The time, in minutes, between two consecutive arrivals of a train at a metro station is a continuous random variable X with distribution function
F(t)=c-\mathrm{e}^{-t/3}-\frac{t}{3}\cdot\mathrm{e}^{-t/3},\quad t\gt 0,for some constant c.
(i) Find the value of c and then obtain the density function f of X.
(ii) Suppose that Mary arrives at the platform of the metro station exactly at the time when a train departs. What is the probability that she has to wait until the arrival of the next train
(a) less than three minutes?
(b) more than one but less than four minutes?

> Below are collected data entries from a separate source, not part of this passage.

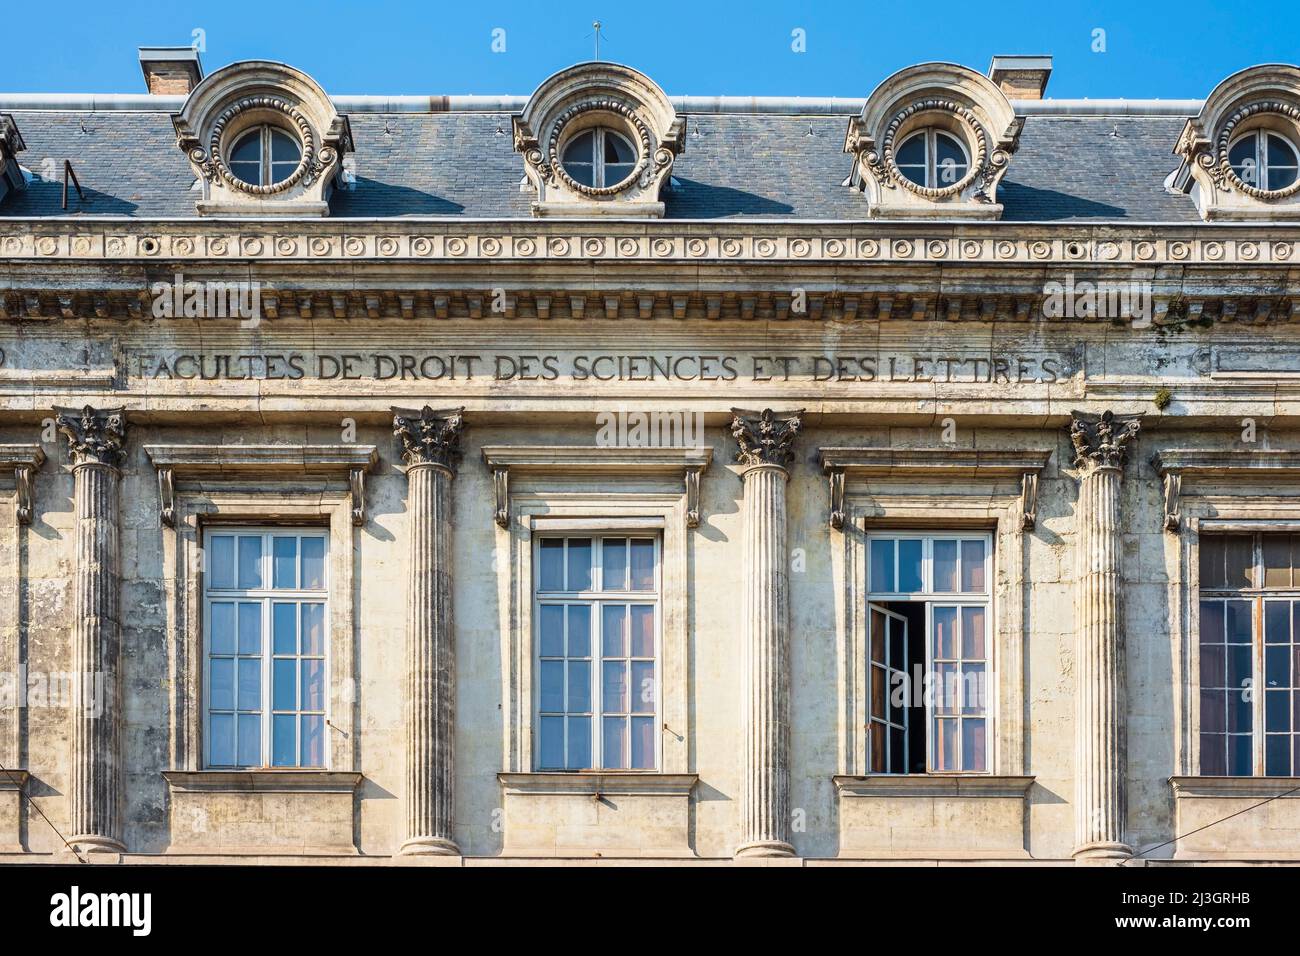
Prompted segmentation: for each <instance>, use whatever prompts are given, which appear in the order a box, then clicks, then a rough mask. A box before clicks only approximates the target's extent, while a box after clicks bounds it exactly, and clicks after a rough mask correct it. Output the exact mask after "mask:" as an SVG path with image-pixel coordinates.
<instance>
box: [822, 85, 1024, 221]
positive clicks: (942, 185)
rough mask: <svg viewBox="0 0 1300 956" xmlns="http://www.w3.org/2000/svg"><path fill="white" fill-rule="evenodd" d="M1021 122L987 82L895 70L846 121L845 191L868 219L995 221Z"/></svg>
mask: <svg viewBox="0 0 1300 956" xmlns="http://www.w3.org/2000/svg"><path fill="white" fill-rule="evenodd" d="M1023 122H1024V121H1023V120H1022V118H1019V117H1017V116H1015V111H1014V109H1013V108H1011V104H1010V101H1009V100H1008V99H1006V95H1005V94H1004V92H1002V90H1000V88H998V87H997V86H996V85H995V83H993V82H992V81H991V79H988V78H987V77H983V75H980V74H979V73H976V72H974V70H971V69H967V68H965V66H957V65H954V64H922V65H920V66H909V68H907V69H905V70H900V72H898V73H896V74H894V75H892V77H891V78H889V79H887V81H885V82H884V83H881V85H880V86H879V87H876V90H875V92H872V94H871V96H870V98H868V99H867V103H866V105H865V107H863V108H862V113H861V114H858V116H855V117H853V118H852V120H850V121H849V131H848V135H846V138H845V144H844V151H845V152H848V153H853V156H854V165H853V172H852V174H850V177H849V185H850V186H853V187H855V189H858V190H861V191H862V193H865V194H866V198H867V203H868V211H870V215H871V216H872V217H881V219H913V217H920V219H998V217H1000V216H1001V215H1002V207H1001V206H1000V204H998V203H997V185H998V183H1000V182H1001V179H1002V177H1004V176H1005V174H1006V169H1008V165H1009V164H1010V160H1011V155H1013V153H1014V152H1015V150H1017V146H1018V143H1019V137H1021V127H1022V126H1023Z"/></svg>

(i) In order to find the value of c, we use that the distribution function F must satisfy
\operatorname*{lim}_{t\rightarrow\infty}F(t)=1.For the function F given in the statement, this gives
\operatorname*{lim}_{t\rightarrow\infty}\left(c-\mathrm{e}^{-t/3}-{\frac{t}{3}}\cdot\mathrm{e}^{-t/3}\right)=1.\qquad\qquad\qquad(6.4)It is clear that \textstyle{\operatorname*{lim}_{t\to\infty}\mathrm{e}^{-t/3}=0,} while for the last term inside the bracket we have
\operatorname*{lim}_{t\rightarrow\infty}{\frac{t}{3}}\cdot\mathrm{e}^{-t/3}=\operatorname*{lim}_{t\rightarrow\infty}{\frac{t}{3e^{t/3}}}=0,by applying l’Hôpital’s rule. Substituting these results into (6.4), we get immediately that c = 1. This means that the distribution function of X is
F(t)=1-\mathrm{e}^{-t/3}-{\frac{t}{3}}\cdot\mathrm{e}^{-t/3},\quad t\gt 0\qquad\qquad\qquad(6.5)and the density of X can now be obtained by differentiating this expression. This yields
f(x)=F^{\prime}(x)={\frac{1}{3}}\mathrm{e}^{-x/3}-\left({\frac{1}{3}}\mathrm{e}^{-x/3}-{\frac{x}{3}}\cdot{\frac{1}{3}}\mathrm{e}^{-x/3}\right)={\frac{x}{9}}\mathrm{e}^{-x/3}.Figure 6.3 shows the distribution function and the density function obtained above.
(ii) The probabilities we seek for this part are
(a) P(X < 3),
(b) P(1 < X < 4).
For the former, we use Proposition 6.1(b) which gives, since X is continuous, that P(X < 3) = F(3) and now putting t = 3 in (6.5) we obtain immediately
P(X\lt 3)=1-2\mathrm{e}^{-1}\cong0.264.Next, in order to find the probability P(1 < X < 4), we first note this is the same as P(1 ≤ X ≤ 4) and then use the formula in Part (d) of Proposition 6.1. In this way, we obtain by an appeal to (6.5) again,
P(1\lt X\lt 4)=F(4)-F(1)={\bigg(}1-{\mathrm{e}}^{-4/3}-{\frac{4}{3}}\cdot{\mathrm{e}}^{-4/3}{\bigg)}-{\bigg(}1-{\mathrm{e}}^{-1/3}-{\frac{1}{3}}\cdot{\mathrm{e}}^{-1/3}{\bigg)}=\frac{4}{3}\mathrm{e}^{-1/3}-\frac{7}{3}\mathrm{e}^{-4/3}\cong0.34.